Tenants move to court challenging pending Affordable Housing evictions

Friday, March 8th, 2024 02:15 | By
Workers at the construction site of the Ruiru Affordable Housing project, Kiambu. PHOTO/Print
Workers at the construction site of the Ruiru Affordable Housing project, Kiambu. PHOTO/Print

Over 10 tenants living in government quarters along Jogoo Road in Nairobi which are earmarked for demolition to pave way for construction of modern houses in the Affordable Housing Programme have petitioned the High Court to suspend their pending evictions.

The estate has a total of 365 housing units mainly occupied by civil servants. It is however not clear whether the petitioners are still in public service. 

The government gave the residents of several estates in Nairobi’s eastlands 60 days notice to vacate the houses to pave way for the construction of modern houses under the affordable housing programme.

The notice to vacate the houses was issued on February 29 by the Ministry of Lands, Housing and Public Works.

It directed the occupants to surrender the houses to the Director of Estate Management by April 30. But the petitioners led by Kennedy Ochuodho argue that the decision is unconstitutional because as occupants, they were not consulted and there was no public participation undertaken before the notice was issued.

The litigants say the houses are 100 percent perfect for occupancy and are as a result fully occupied.

Further, they say the government has in the recent past misled them to believe that the houses are not among those likely to be demolished.

According to the litigants, the government painted the houses and repaired roads leading to the houses, giving the impression that they were not among the ones earmarked for demolition.

They also say there is no justification for the demolitions and want the court to temporarily suspend the evictions pending hearing of the matter.

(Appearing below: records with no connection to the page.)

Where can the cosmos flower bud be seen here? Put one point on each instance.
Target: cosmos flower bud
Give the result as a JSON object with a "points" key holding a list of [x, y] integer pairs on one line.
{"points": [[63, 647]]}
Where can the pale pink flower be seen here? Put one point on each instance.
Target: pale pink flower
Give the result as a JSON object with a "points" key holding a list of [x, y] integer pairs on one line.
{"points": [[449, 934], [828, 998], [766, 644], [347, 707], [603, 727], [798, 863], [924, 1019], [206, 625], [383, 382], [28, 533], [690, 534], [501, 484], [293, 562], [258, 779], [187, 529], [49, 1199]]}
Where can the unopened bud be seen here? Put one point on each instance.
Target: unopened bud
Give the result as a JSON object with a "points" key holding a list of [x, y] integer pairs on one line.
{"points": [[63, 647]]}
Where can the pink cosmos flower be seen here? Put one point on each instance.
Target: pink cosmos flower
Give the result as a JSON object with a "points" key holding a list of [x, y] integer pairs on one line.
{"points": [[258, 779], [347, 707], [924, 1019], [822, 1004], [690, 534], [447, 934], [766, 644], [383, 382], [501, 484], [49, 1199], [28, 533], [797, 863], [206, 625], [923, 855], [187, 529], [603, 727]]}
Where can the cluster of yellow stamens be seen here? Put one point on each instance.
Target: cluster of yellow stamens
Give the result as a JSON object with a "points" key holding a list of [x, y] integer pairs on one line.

The petitioners say that the occupants of the houses are junior civil servants mainly low income earners who will suffer greatly if the government goes ahead with the project.

“The Jogoo Road Phase 2 estate houses civil servants who fall within the lower income grades, such as government drivers, clerks, cleaners whose housing allowance ranges from as low as Sh4000 to Sh6500 per month,” states Ochuodho in an affidavit supporting his application.

“The said individuals therefore are not financially capable of raising the amounts required to pay deposits and rent that they will obviously be required to in commercial spaces especially in the short period of two months.” 

They accuse the government of violating Article 10 of the constitution by failing to address their grievances.

 “The petitioners have children who go to different schools within the locality. The action by the (government) in seeking to abruptly evict tenants from their homes will violate the children’s right to education,” they aver, further stating that the school  calendar is already underway and it will be difficult for the tenants’ children to get new schools.